Advanced Programming - Python Data Analysis
Author: SAEZ, Eljenzal Hoper U.
Course: Advanced Computer Programming and Algorithms / ECE2112
This programming exercise is designed to develop proficiency in data manipulation using the Python programming language and the pandas library within a Jupyter Notebook environment. The task involves loading a car dataset from a CSV file, performing exploratory data analysis, and extracting specific information through subsetting, slicing, and indexing techniques.
- Python 3.x
- Jupyter Notebook
- Install pandas if not already installed.
- Download the required CSV (bit.ly/Cars_file)
- Save the CSV in your default user folder
- Open a terminal or command prompt
- Navigate to the folder with your .py files
- Run the scripts using:
- python SAEZ_Pandas-P1.py
- python SAEZ_Pandas-P2.py
#a. Load the corresponding .csv file into a data frame named cars using pandas
#b. Display the first five and last five rows of the resulting cars.
import pandas as pd #import pandas library
cars = pd.read_csv("cars.csv") #load the .csv file into a data frame named cars using pandas
p1 = pd.concat([cars.head(), cars.tail()]) #display the first 5 rows and last 5 rows of cars.csv
p1
- cars = pd.read_csv("cars.csv") → loads the dataset cars.csv into a Pandas DataFrame named cars.

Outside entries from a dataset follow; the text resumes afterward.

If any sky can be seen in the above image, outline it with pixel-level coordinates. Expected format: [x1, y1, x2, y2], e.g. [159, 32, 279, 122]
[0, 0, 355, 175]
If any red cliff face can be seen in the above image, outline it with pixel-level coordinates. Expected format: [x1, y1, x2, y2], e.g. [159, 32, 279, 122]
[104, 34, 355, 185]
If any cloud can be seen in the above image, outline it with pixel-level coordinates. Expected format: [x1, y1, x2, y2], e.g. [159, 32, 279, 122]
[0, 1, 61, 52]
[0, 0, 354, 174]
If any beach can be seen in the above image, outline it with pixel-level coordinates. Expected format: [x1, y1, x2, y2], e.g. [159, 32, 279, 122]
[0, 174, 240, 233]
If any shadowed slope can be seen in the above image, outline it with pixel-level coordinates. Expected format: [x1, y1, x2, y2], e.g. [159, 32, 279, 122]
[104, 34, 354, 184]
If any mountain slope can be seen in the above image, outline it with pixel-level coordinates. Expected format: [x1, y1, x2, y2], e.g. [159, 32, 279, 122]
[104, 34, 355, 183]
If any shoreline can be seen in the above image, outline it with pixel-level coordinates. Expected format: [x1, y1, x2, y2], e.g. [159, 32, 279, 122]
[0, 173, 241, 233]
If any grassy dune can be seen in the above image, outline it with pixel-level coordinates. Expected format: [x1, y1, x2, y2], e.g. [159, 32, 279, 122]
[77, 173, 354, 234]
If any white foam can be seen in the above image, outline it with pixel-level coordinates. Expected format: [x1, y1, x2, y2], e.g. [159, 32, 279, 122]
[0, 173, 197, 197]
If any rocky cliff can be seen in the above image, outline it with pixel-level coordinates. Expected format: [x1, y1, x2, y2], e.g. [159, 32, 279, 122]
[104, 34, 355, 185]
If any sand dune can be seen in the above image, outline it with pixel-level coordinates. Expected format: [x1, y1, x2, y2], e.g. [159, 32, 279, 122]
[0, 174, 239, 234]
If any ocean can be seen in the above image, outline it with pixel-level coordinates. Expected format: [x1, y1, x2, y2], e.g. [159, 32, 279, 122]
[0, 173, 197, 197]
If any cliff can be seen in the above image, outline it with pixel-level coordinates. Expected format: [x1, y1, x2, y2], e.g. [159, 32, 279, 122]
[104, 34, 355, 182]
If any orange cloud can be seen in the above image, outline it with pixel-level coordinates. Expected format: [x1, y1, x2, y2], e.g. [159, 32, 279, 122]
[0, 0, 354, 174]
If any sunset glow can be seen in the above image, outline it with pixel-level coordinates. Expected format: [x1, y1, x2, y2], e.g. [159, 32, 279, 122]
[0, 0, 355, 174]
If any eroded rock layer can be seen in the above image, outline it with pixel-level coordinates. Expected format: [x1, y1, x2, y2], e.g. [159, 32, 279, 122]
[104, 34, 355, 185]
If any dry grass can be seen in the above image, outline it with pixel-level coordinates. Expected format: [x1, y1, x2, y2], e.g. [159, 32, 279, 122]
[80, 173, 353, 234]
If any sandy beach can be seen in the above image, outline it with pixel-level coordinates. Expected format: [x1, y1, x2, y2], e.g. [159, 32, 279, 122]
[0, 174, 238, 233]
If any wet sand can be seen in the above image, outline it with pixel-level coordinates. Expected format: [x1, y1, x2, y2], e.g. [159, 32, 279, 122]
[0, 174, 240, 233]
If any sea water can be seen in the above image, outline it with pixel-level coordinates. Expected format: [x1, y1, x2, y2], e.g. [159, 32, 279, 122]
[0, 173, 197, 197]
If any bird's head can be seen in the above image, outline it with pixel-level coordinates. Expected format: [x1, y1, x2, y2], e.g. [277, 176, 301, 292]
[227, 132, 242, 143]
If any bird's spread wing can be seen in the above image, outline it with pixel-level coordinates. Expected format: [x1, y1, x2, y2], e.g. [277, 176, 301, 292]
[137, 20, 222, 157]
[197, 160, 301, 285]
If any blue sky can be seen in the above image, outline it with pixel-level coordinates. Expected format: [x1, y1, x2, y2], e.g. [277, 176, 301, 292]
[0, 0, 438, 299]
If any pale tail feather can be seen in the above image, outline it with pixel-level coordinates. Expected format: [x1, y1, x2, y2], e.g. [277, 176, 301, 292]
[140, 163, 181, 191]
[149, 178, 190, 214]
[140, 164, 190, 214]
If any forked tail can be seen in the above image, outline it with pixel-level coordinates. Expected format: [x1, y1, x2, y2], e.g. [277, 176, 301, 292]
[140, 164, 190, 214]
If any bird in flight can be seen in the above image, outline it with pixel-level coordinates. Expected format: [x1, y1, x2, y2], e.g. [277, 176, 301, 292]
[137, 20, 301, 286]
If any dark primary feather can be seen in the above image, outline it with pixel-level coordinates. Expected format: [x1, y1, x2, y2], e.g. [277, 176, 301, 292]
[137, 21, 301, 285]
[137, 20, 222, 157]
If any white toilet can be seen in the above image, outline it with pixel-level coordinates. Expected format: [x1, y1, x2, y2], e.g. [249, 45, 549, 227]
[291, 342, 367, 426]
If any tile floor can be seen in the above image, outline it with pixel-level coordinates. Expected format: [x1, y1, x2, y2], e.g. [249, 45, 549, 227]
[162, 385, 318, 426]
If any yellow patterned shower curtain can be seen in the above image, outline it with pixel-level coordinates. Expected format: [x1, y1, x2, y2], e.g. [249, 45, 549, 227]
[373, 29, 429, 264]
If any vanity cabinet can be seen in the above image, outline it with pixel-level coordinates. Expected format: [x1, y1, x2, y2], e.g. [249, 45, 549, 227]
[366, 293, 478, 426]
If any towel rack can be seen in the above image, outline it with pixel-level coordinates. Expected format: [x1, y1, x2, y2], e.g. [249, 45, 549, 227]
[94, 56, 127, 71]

- cars.head() → returns the first 5 rows of the dataset.
- cars.tail() → returns the last 5 rows of the dataset.
- pd.concat([...]) → combines both sets of rows into a single DataFrame.
- The result is stored in a new DataFrame called p1
import pandas as pd # Import the pandas library
cars = pd.read_csv("cars.csv") # Load the .csv file into a DataFrame named cars
dataset cars.csv → read and stored in a DataFrame called cars.
cars.iloc[:, ::2].head()
- .iloc[:, ::2] → selects all rows (:) but only every 2nd column starting from the first one (::2).
- .head() → shows the first 5 rows of those selected columns.
cars.loc[cars['Model'] == 'Mazda RX4']
-
.loc[...] → used to filter rows.
-
This returns the rows where the Model column is exactly 'Mazda RX4'.
cars.loc[cars['Model'] == 'Camaro Z28', ['Model', 'cyl']]
-
Filters the DataFrame for rows where Model = 'Camaro Z28'.
-
Returns only the Model and cyl (cylinders) columns.
models = (...)
- Creates a tuple containing the car models you want to filter.
cars['Model'].isin(models)
-
Checks if each row’s Model is one of the values in the tuple.
-
Returns True for matching rows, False otherwise.
cars.loc[..., ['Model','cyl','gear']]
-
.loc[...] → selects the rows where the condition is True.
-
['Model','cyl','gear'] → specifies which columns to return.
-
v1.0 – Initial draft
- Loaded CSV file into pandas DataFrame
- Displayed first and last 5 rows
- Basic checks with print statements
-
v1.1 – Data Loading
- Applied slicing and indexing for specific queries
-
v1.2 – Final Touches
- Cleaned up variable names and comments
- Improved formatting for readability
- Final review of code and README layout